It was a hot, clammy summer day when I first met Gina. Mum had enrolled me into summer school only two weeks sooner, and I really didn’t want to go. Summer school was something only posh kids and nerds did, and I was neither. I wasn’t cool like the vampires or oh-so talented witches at my school, and I definitely wasn’t cute as those fairy girls were. I was just me. An average, teenage sorceress wondering why people wouldn’t leave me the hell alone.

I was good at school, and didn’t need the extra tuition, but Mum thought summer school would help me come out of my shell, and make friends. She confused it with camp, but I never corrected her because if I had she might have sent me to camp instead and that was another place I never wanted to go. Camp was for scouts, or the kids of rich people. Or fat people. I wasn’t anyone special, and I wasn’t overweight.

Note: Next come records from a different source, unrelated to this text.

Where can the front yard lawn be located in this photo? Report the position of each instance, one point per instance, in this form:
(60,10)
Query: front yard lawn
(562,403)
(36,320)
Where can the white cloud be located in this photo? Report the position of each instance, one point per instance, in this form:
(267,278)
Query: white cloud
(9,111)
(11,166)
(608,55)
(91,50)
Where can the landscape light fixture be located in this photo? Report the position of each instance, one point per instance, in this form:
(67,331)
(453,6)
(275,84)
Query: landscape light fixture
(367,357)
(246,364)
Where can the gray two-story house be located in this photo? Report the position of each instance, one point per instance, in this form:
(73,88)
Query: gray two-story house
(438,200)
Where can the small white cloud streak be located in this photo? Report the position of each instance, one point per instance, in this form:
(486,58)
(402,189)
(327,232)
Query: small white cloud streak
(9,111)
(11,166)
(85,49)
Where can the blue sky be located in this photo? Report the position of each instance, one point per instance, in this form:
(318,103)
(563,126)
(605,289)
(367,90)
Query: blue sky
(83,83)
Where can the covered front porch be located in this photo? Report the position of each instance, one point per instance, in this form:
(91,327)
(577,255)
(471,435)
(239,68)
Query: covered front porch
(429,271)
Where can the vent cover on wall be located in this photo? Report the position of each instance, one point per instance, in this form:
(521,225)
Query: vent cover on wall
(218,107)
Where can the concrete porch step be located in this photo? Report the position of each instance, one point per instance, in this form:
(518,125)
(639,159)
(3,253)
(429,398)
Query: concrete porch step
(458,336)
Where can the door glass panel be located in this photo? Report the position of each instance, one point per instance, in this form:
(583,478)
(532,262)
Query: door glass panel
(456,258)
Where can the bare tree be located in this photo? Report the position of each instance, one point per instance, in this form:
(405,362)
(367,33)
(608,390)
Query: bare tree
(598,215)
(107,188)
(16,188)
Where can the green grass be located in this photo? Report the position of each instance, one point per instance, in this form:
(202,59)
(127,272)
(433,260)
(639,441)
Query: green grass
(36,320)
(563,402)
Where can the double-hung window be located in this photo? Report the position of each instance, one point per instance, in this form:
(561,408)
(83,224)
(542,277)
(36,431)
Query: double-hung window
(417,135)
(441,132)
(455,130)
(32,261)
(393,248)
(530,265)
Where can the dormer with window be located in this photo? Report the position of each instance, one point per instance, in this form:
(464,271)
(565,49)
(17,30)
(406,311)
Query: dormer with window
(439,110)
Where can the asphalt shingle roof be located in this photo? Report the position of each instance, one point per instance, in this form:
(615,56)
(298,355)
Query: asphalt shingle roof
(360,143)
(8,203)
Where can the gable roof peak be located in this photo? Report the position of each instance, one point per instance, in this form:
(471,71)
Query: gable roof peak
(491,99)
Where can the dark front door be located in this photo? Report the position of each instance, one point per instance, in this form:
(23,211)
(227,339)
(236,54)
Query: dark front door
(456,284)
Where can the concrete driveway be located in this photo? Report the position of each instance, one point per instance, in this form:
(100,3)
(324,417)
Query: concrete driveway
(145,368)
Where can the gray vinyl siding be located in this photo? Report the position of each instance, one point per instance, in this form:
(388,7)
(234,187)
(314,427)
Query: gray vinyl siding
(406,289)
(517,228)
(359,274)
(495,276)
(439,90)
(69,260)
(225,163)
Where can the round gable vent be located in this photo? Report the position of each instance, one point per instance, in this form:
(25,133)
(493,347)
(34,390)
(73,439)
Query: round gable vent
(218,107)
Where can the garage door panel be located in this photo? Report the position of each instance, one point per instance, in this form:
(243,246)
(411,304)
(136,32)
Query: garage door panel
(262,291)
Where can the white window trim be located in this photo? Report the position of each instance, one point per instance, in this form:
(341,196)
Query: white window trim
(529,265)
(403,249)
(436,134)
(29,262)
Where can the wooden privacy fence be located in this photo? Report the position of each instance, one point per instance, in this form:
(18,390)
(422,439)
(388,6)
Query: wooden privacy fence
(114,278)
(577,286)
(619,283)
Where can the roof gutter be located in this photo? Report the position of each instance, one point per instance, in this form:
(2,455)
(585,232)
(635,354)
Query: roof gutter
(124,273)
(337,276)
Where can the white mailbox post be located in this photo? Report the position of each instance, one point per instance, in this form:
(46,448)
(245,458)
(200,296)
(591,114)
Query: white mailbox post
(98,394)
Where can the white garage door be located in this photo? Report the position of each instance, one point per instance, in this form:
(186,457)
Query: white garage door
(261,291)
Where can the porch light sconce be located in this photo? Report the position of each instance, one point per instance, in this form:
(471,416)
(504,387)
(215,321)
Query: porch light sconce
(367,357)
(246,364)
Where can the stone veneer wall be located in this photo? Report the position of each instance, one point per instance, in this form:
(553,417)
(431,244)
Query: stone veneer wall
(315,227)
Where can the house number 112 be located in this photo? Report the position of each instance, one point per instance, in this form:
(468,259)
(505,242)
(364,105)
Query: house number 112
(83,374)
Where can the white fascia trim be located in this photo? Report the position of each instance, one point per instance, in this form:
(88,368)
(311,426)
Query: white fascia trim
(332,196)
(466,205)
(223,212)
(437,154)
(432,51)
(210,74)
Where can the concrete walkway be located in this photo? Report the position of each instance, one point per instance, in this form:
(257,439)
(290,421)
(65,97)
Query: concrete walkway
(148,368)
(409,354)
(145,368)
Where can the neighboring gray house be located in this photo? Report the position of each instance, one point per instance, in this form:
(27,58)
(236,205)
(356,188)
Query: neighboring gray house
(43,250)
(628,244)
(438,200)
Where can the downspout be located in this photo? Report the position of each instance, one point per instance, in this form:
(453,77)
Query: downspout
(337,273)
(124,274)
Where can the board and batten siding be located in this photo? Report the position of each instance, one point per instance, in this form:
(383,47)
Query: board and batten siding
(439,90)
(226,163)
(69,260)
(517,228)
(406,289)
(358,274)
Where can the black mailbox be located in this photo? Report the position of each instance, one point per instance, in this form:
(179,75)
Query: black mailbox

My summers were perfect if I could spend them by myself, locked in my room, practising spells Mum would have grounded me for a hundred years for if she knew that I was practising them.

I was from a line of very talented sorceresses. Sound good to you? You’re wrong, it really wasn’t. Everyone expected me to be perfect, and ace everything at school. As I said, I wasn’t terrible at school, but it wasn’t what I wanted to do. They never taught you anything exciting. That’s what I practised when no one was looking – the exciting stuff! The stuff no one wanted you to learn!

Creating something out of nothing wasn’t dangerous as such, but sometimes you heard stories about witches and sorcerers better than me who woke up somewhere else, or who lost a limb and had it replaced with toads or cats or rainbows (yeah, rainbows – I wish I was kidding, too; can you imagine the ridicule they faced? Nothing screams ‘failure’ as loudly as rainbows for arms!). But they didn’t really know what they were doing! These spells weren’t easy, and like with everything else in life you needed to have an affinity for it if you wanted to do it well! I had that affinity, but Mum still didn’t want me practising anything close to it.

Yet here I was, with Gina, at summer school, locked into an old unused class room reading over books and writing up complicated spell forms. She was a year older than me, and anyone with eyes and a brain could have seen easily that she was far more gifted than I was. Gina was the black sheep in her family – the first girl in five generations to be born with any magical ability at all, so no one paid her any mind. I had no idea how they couldn’t see the sparks crackling in the air around her like I could. Maybe I was special after all.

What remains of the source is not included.